For social marketers, impact can be communicated as soon as successful projects are in field. When delivered well, social marketing impacts individuals and their families and can deliver social and economic change benefitting both individuals targeted for change and the wider community. The social marketing track seeks submissions showcasing social marketing’s ability to impact individuals, families, practices and wider society. Both conceptual and empirical papers are welcome.

 

Track Chairs:

Sharyn Rundle-Thiele (Griffith University)
Rory Mulcahy (University of Sunshine Coast)

11. Marketing Strategy and Innovation

This track invites submissions related to both marketing strategy and innovation. Marketing strategy contributions may include, but is not limited to initiatives that are aimed at gaining competitive advantage such as new product and service development, market and other forms of learning capabilities that will facilitate such initiatives, as well as entrepreneurial marketing strategies that will enable resource-constrained firms to outperform their competitors. With prior research demonstrating that innovation is an important means to gain and sustain competitive advantage, scholars are invited to submit papers contributing to a better understanding of service processes, practices and outcomes.

 

Track Chairs:

Magda Nenycz-Thiel (University of South Australia)

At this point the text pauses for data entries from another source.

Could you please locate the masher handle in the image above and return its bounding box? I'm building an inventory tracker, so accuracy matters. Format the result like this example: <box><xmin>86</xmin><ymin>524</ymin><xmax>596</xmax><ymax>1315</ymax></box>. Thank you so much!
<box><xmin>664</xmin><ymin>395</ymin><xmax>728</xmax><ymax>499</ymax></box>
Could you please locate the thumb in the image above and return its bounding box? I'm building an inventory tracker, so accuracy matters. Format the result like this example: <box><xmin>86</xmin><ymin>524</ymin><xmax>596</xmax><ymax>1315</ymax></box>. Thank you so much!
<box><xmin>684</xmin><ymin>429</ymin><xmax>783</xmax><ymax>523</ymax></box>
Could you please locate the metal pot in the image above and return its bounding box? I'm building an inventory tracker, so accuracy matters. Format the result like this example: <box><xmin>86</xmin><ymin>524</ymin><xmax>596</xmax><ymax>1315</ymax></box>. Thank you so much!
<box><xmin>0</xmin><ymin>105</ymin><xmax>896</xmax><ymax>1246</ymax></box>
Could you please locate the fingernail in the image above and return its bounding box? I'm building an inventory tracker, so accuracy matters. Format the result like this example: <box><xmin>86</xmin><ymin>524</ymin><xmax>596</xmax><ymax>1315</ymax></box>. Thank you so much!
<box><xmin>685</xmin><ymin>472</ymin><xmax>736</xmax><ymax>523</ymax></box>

12. Macromarketing and Public Policy

Macromarketing examines issues at the nexus of marketing and society, such as the operation of markets and marketing systems, stakeholder well-being, environmental sustainability, ethics, socio-economic development and quality-of-life. Macromarketers are attentive to important social problems, how they are affected by marketing and how society influences the conduct of marketing. This entails a consideration of both the opportunities and shortcoming of marketing, whether intended or unintended. The interests of public policy scholars nicely dovetail those of macromarketers. In addition, marketing and public policy scholars examine the role of marketing and its relation to policy decisions and regulatory actions.

 

Track Chairs:

Lucie Ozanne (University of Canterbury)
Ann-Marie Kennedy (University of Canterbury)

13. Food, Wine and Leisure Marketing

Food and wine are central to Australia’s economic growth and to its social and cultural fabric. Furthermore, sport and leisure contribute socially, culturally and psychologically to the fabric of nations who see recreational involvement as critical to health, well-being, and quality-of-life. Submissions to this track are welcome across the broad base of sport and leisure marketing, including both the marketing of, and through, sport (at all levels of engagement); as well as the marketing of leisure and recreational pursuits from all stakeholders.